Manager, Site Reliability Engineering and DevOps

3 weeks ago


Ottawa ON, Canada Lightspeed Commerce Full time

Hi there Thanks for stopping by
Are you actively looking for a new opportunity? Or just checking the market? Well… you might just be in the right place
We’re looking for a Principal Site Reliability Engineer to join our NuOrder by Lightspeed team in North America. NuORDER by Lightspeed builds software solutions that help merchants grow the size and the profitability of their business. You'll join a team responsible for supporting the group in cross-cutting concerns, such as cloud infrastructure, reliability and incident management, data warehousing and analytics, cost transparency and efficiency, and much more. You will also be supporting our growing Dev teams with the infrastructure and tools needed to continue scaling. You will build and support multi-region infrastructures and networks, and help run our products in a reliable, efficient and secure manner by implementing, advising and advocating the well-known DevOps principles.
What you’ll be doing:
Work closely with development teams to empower them with the necessary tools and practices for monitoring software health in production, defining and measuring reliability metrics (SLI, SLO), and managing error budgets.
Design, build and maintain robust infrastructure built upon GCP, leveraging cloud native technologies such as GKE, Cloud SQL, BigQuery, etc.
Develop and manage CI/CD pipelines for efficient deployment and release using a number of technologies (GitLab, Gihub, Helm, Terraform, etc.).
Drive incident management process and conduct post-mortem analysis to prevent future outages.
Mentor junior SREs and developers, providing guidance on best practices in cloud architecture, data management, and software development.
Conduct system performance benchmarks and implement enhancements to improve system reliability and throughput.
Collaborate with cross-functional teams to identify, design, and implement internal process improvements in a cost-efficient manner.
Design and build robust, scalable, and highly available systems.
Build platform solutions and apply software engineering principles to improve the reliability of our software and accelerate software delivery
Manage infrastructure change through infrastructure as code (IaC)
Be part of our on-call rotation.
Stay current with industry trends and emerging technologies, advocating for the adoption of new technologies and practices that improve product quality and team efficiency.
What you need to bring:
~ Bachelor’s degree in Computer Science, Engineering, or possess a related level of real-world experience.
~9-10+ years of experience across site reliability engineering, systems administration, and/or software engineering.
~ Strong expertise in container orchestration platforms, specifically Kubernetes.
~ Strong understanding of both relational (e.g., PostgreSQL, MySQL) and NoSQL databases (e.g., MongoDB, Cassandra, Redis).
~ Deep understanding of network protocols and IP networking, as well as experience with network troubleshooting.
~ Proficiency in programming languages such as Java, Python, Go, etc.
~ Proven track record of managing large-scale infrastructure in cloud environments, such as Google Cloud, AWS or Azure.
~ Experience with monitoring tools (e.g., Prometheus, Grafana, Datadog) and logging solutions (e.g., ELK stack).
~ Strong understanding of security best practices.
~ Exceptional problem-solving skills and the ability to work under pressure to troubleshoot and resolve complex issues.
~ Excellent communication skills to effectively collaborate with cross-functional teams.
~ Strong leadership skills, capable of leading projects and influencing engineering decisions across the organization.

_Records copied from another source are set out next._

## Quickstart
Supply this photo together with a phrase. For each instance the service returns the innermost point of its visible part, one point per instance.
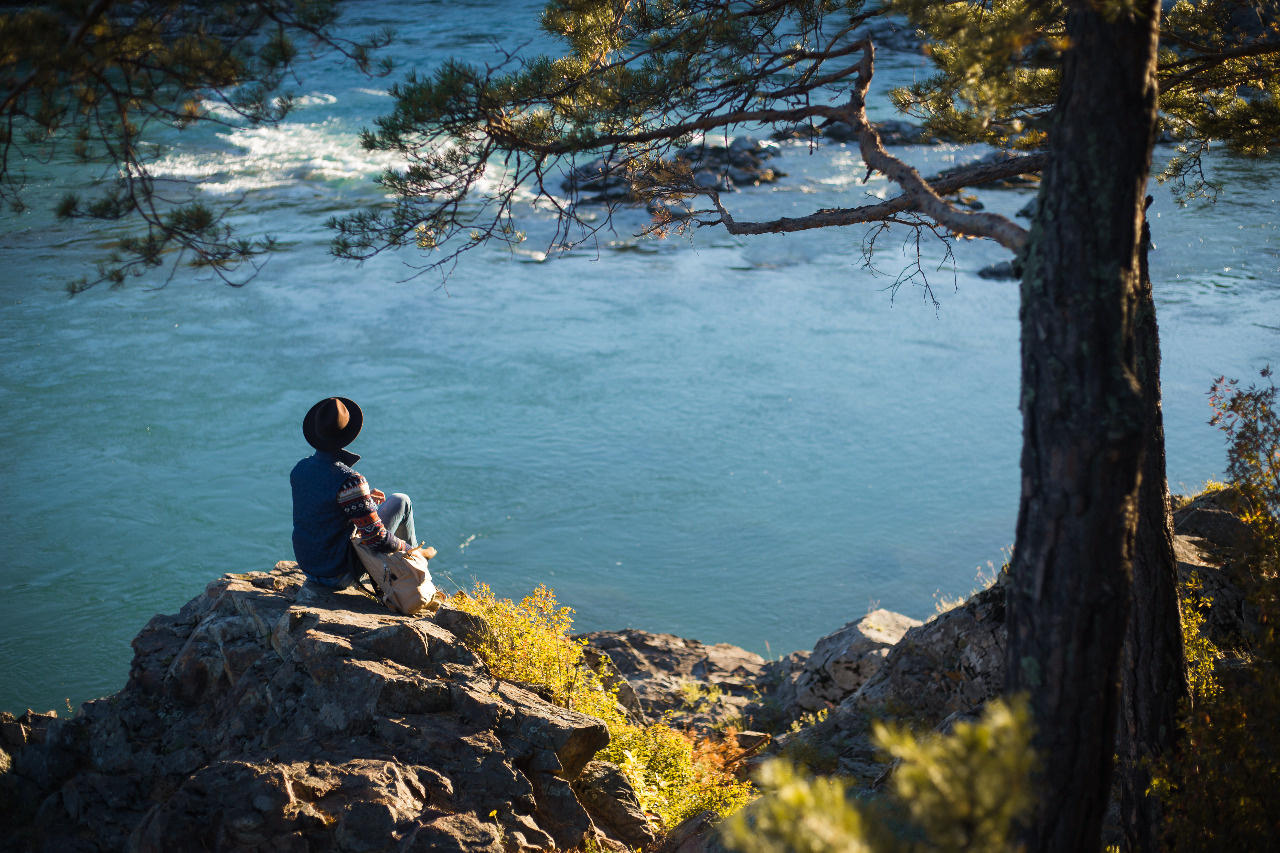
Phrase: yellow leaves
(961, 792)
(529, 642)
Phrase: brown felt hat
(333, 423)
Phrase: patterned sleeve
(361, 510)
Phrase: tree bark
(1153, 676)
(1083, 416)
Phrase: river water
(736, 439)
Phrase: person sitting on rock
(330, 501)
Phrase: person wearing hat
(330, 500)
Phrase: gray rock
(1001, 270)
(1214, 516)
(613, 804)
(269, 715)
(840, 664)
(700, 685)
(952, 662)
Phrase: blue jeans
(397, 515)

We know that people are more than what’s on their CV. If you’re unsure that you have the right profile for the role... hit the ‘Apply’ button and give it a try
What’s in it for you?
Come live the Lightspeed experience...
Ability to do your job in a truly flexible environment;
Genuine career opportunities in a company that’s creating new jobs everyday;
Work in a team big enough for growth but lean enough to make a real impact.
… and enjoy a range of benefits that’ll keep you happy, healthy and (not) hungry:
Lightspeed share scheme (we are all owners)
Lightspeed RSU program (we are all owners)
Unlimited paid time off policy
Flexible working policy
Health insurance
Health and wellness benefits
Paid leave assistance for new parents
Linkedin learning
Volunteer day
#J-18808-Ljbffr



  • Toronto, ON, Canada Paymentus Full time

    Summary Paymentus leads the North American marketplace in electronic bill payment solutions and is looking for high performers to join our development team building SaaS Fintech solutions across a range of industries. You will contribute to a massively scalable data platform, that is built on top of a world class enterprise platform, supporting thousands of...

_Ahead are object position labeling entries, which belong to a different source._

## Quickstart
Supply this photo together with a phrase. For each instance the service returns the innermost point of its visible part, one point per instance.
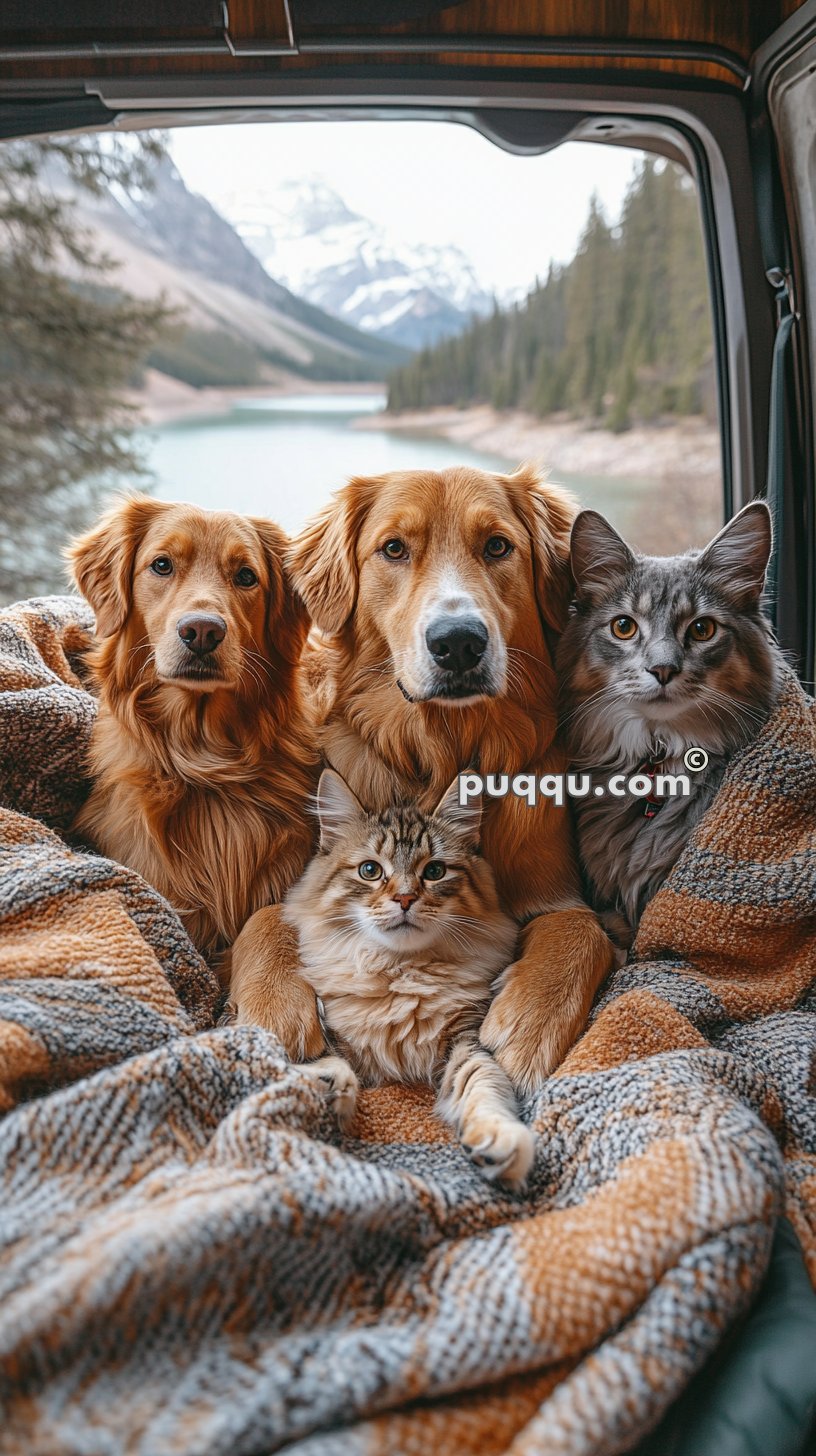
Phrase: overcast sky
(424, 181)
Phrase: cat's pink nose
(663, 671)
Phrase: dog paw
(501, 1149)
(338, 1083)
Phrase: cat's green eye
(624, 628)
(703, 629)
(434, 869)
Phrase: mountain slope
(306, 236)
(233, 316)
(621, 334)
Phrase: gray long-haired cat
(660, 654)
(402, 938)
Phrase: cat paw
(338, 1083)
(501, 1149)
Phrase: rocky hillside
(306, 236)
(236, 325)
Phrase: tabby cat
(660, 654)
(402, 938)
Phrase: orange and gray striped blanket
(193, 1261)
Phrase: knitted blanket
(193, 1261)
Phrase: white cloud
(429, 182)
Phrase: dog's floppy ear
(548, 513)
(324, 556)
(287, 619)
(101, 561)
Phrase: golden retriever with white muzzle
(436, 594)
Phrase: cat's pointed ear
(337, 807)
(738, 556)
(464, 820)
(598, 555)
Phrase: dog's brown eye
(624, 628)
(434, 869)
(703, 629)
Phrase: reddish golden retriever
(203, 757)
(436, 593)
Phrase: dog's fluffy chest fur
(206, 846)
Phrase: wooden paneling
(739, 28)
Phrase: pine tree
(70, 345)
(621, 334)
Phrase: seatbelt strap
(775, 478)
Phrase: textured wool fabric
(194, 1261)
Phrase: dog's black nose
(456, 644)
(663, 671)
(201, 632)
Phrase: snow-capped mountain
(308, 239)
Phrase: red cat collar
(652, 801)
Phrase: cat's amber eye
(624, 628)
(703, 629)
(434, 869)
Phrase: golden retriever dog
(203, 759)
(437, 594)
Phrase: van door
(783, 112)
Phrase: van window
(244, 316)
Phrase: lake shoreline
(557, 444)
(571, 446)
(163, 401)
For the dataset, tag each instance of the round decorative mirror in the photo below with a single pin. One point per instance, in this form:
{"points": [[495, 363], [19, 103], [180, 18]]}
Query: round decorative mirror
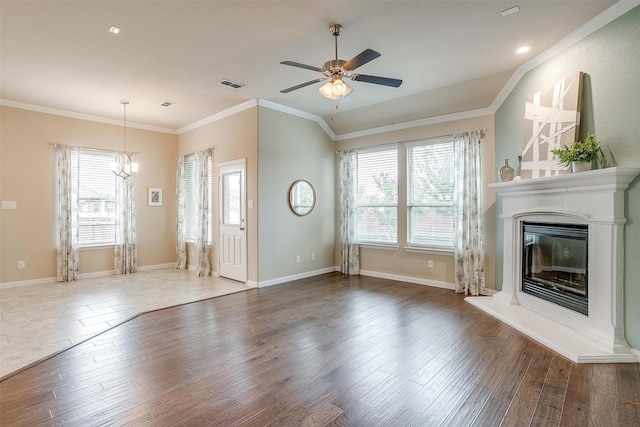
{"points": [[302, 197]]}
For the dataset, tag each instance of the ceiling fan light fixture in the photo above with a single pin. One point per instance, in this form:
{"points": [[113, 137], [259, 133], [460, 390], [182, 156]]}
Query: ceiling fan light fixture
{"points": [[335, 89]]}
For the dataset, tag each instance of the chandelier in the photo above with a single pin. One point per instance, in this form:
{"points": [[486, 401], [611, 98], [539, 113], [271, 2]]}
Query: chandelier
{"points": [[127, 168]]}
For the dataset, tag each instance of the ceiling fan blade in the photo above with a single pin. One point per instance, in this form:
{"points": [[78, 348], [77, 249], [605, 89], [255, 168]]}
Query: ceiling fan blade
{"points": [[384, 81], [305, 66], [360, 59], [301, 85]]}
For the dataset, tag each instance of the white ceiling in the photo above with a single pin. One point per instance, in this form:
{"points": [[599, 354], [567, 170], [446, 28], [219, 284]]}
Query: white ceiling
{"points": [[453, 56]]}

  • Waterloo, ON, Canada Hamilton Barnes Associates Limited Full time

    Are you ready to revolutionize automation and reliability in a dynamic tech environment? You'll have the opportunity to join a cutting-edge Automation Development Services team as a Site Reliability Engineer (SRE) working on the 'Platform as a Service' toolset. If you're passionate about enterprise Linux systems, networking, and automation, this role is...


  • Ajax, ON, Canada Gradient IT Full time

    We are looking for a passionate Site Reliability Engineer with a deep-rooted foundation in DevSecOps and Open Source Technology. The engineer should be passionate about automation and building highly scalable and available services in the cloud. You will help lead a team of engineers to build tooling, automation, and support Spinnaker on behalf of our...


  • Ottawa, ON, Canada Lightspeed Restaurant Full time

    Are you actively looking for a new opportunity? Or just checking the market? Well… you might just be in the right place! We’re looking for a Principal Site Reliability Engineer to join our NuOrder by Lightspeed team in North America. NuORDER by Lightspeed builds software solutions that help merchants grow the size and the profitability of their...


  • Mississauga, ON, Canada Mimecast Canada Limited Full time

    Senior Site Reliability Engineer page is loaded Senior Site Reliability Engineer Apply locations Canada - Mississauga - Remote time type Full time posted on Posted 4 Days Ago job requisition id R4613 Senior Site Reliability Engineer Help Build the Next Generation of Cloud-Scalable AI-Based Security Products Have a passion for software security? Excel...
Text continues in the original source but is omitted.